Autora : Isabella Cullen
Classificação: +18
Gêneros: Romance
Avisos: Álcool, Drogas, Heterossexualidade, Linguagem Imprópria, Nudez.



Capítulo 12  - Primeiro Encontro


– O que vai querer? – Edward perguntou e eu estava olhando o menu nervosa.

– Vinho tinto. – brinquei e ele só me olhou de cara feia.

– Isso não é brincadeira, vou pedir coca-cola.

– Hum... não tomo.

– Não? – ele me olhou curioso.

– Pede sprite.

– Sério? Você não gosta de coca?

–Não. – acho que só Alice sabia disso.Ela e o namorado.

Ficamos em silêncio olhando o menu, o que raios eu estava fazendo num restaurante italiano. Não comia aquilo. Tinha algo além de massa naquele lugar? Cansei dessa história de encontro. Ele me olhou nos olhos.

– Está muito bonita hoje.

Corei, não esperava por aquilo, minhas reações estavam me traindo. Respirei fundo.

– Obrigada. – Afundei minha cara no menu. Não ia comer nada daquilo.

– Hum... quer pizza ou massa?

– Não como comida italiana.

Ele olhou surpreso.

– Por que não disse antes Bella?

– Achei que podia ter alguma coisa que...

Ele se levantou.

– Vamos.

Olhei para ele espantada e ele me deu sua mão, a peguei. Fiquei aliviada quando entramos no carro. Ele começou a dirigir devagar.

– Estava muito tensa por quê?

– Não gosto de encontros.

– Por quê?

– Precisamos ser aquilo que não somos.

– E sexo?

– Não devíamos falar sobre isso. – disse maliciosa.

– Estou curioso, aceita ir para cama com um estranho, mas não aceita um encontro com uma pessoa que talvez goste de você?

– Muito íntimo.

– Qual o seu problema com intimidade? – ele dirigia tranqüilo.

– Hum... é agora que começamos a nos conhecer? – fiz uma careta.

– Isso.

– Então por que terminou com Tânia?

– Depois de você.

– Nunca fui muito envolvida com meu pai, quando eu nasci ele largou minha mãe, ela sofreu até o dia da morte com a rejeição dele e depois que ela morreu meu pai me mandou para uma escola na Alemanha. Colégio interno. Só o vi no dia em que ele resolveu que eu era a única herdeira do império dele.

– E você tinha quantos anos?

– 17. Tentei ser a filha perfeita, queria a aceitação dele. Por isso aceitei me casar com Ben.

Ele não expressou nenhuma reação sobre meu noivado, resolvi continuar.

– Ben era filho do melhor amigo do meu pai e comecei a gostar dele depois de um breve namoro, perdi minha virgindade com ele. Íamos nos casar... que mal tinha? Foi curto, sem prazer e depois ele me largou no altar. – eu ia começar a chorar, meus hormônios iam me deixar louca qualquer hora. Ben me largando no altar, só Irina e Alice sabiam disso.

– Namoraram por quanto tempo?

– Hum... acho que dois anos. Um ano de namoro e um de noivado. Nossos pais queriam algo rápido.

– O que seu pai achou desse absurdo... quero dizer... dele te deixar no altar?

– Ele disse que eu não prestava nem para casar.

Edward segurou o volante com força nessa hora. Ele ficou nervoso?

– E depois? – disse com esforço para não soltar um palavrão eu acho.

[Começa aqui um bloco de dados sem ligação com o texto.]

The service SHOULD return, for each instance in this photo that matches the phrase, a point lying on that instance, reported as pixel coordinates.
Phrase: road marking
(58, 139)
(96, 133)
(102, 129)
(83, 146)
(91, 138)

Estranhei aquilo.

– Bom, depois eu resolvi ser a menina má da história. Sem me preocupar com o que ele achava. Não importava mais a opinião dele.

Percebi que estávamos numa auto-estrada, para onde ele estava me levando? Não importava, dirigir ou estar num carro me dava uma sensação boa. Ele estava dirigindo minha Ferrari, eu amava meus carros.

– Terminei com Tânia porque ela não queria um compromisso maior. Casa e filhos.

Ele disse quebrando o silêncio de quase cinco minutos. Olhei para trás e não vi carros na estrada. Meu celular tocou.

– Oi... sim... acho que estamos sim. – olhei para Edward – Para onde vamos?

– Estamos em movimento Bella, não sei.

– Ele não sabe. – Josh estava nervoso com a não-informação de Edward. – Tudo bem. – E desliguei e olhei para trás.

– Um carro vai nos seguir tudo bem?

– Sim. E você queria uma casa com flores, filhos, cachorro e tudo mais?

– Sim. – ele deu um sorriso torto.

– Ela não é mulher disso. Vai ter que arranjar uma mais tradicional... fidelidade está no pacote, não? – disse sorrindo.

– Não se preocupe com isso. – ele parecia esconder algo, mas ignorei para não surtar.

– Alice conheceu Ben?

– Ela foi... seria madrinha do meu casamento.

– Hum... Seu pai falou com você depois disso?

– Ele tentou, principalmente quando descobriu o câncer.

– Ele morreu de câncer?

– Sim, não fui visitá-lo e nem fui no enterro. Ele não tinha ninguém para deixar suas merdas, herdei tudo.

– Interessante.

– Namorou mais alguém além de Tânia?

– Primeira em tudo.

– Perdeu a virgindade com aquela vagabunda? Pelo menos foi bom! – disse rindo.

– Ela era a minha vizinha. E na época ela era decente.

– Ela não tem cara de ser decente Edward, acho que nunca foi.

– Como sabe disso?

– Conheço o tipo dela. Vizinha... boa menina... seus pais são ricos?

– Temos uma fortuna considerável.

– Você é o mais velho?

– Sim.

– Por isso. – eu sabia o tipo dela.

– Não a conhece Bella.

– Conheço o perfil dela e acredite, sou boa nisso

– Em que mais você é boa?

– Sei atirar bem, gosto disso. Você?

– Toco piano, ganhei prêmios quando criança.

Aquilo fazia o perfil dele. Menino educado, com boas notas... talentoso. Onde eu me encaixava na vida dele?

– Que luz vermelha é essa no painel?

– Merda!

Olhei para trás e vi dois carros.

– O que foi? – ele perguntou.

– Tem dois carros atrás de nós.

– Não são...

– Não. Agora faça o que digo, coloque essa máquina para andar do jeito que ela gosta.

Apertei um botão e as janelas foram fechadas, Edward acelerou. Liguei o rastreador e o GPS.

– O que são essas coisas?

– Aparelhos de rastreamento e um GPS

Ouvimos dois disparos. Edward ficou assustado quase a beira de um ataque.

– Edward se concentra em não bater o carro.

Peguei uma arma. Ele arregalou mais os olhos.

– BELLA LARGA ISSO!

– Dirige Edward e faz o seguinte, tem um retorno a alguns metros, você vai precisar pegar. E quando virarmos eles vão atirar mais. ACELERA NESSA HORA.

Ele estava mais nervoso. Coloquei a mão na perna dele, segurando a arma com a outra.

– O carro é blindado, se continuarmos em movimento nada vai nos acontecer eu prometo.

– Guarda essa arma.

– Não posso. Precisamos tê-la em mãos.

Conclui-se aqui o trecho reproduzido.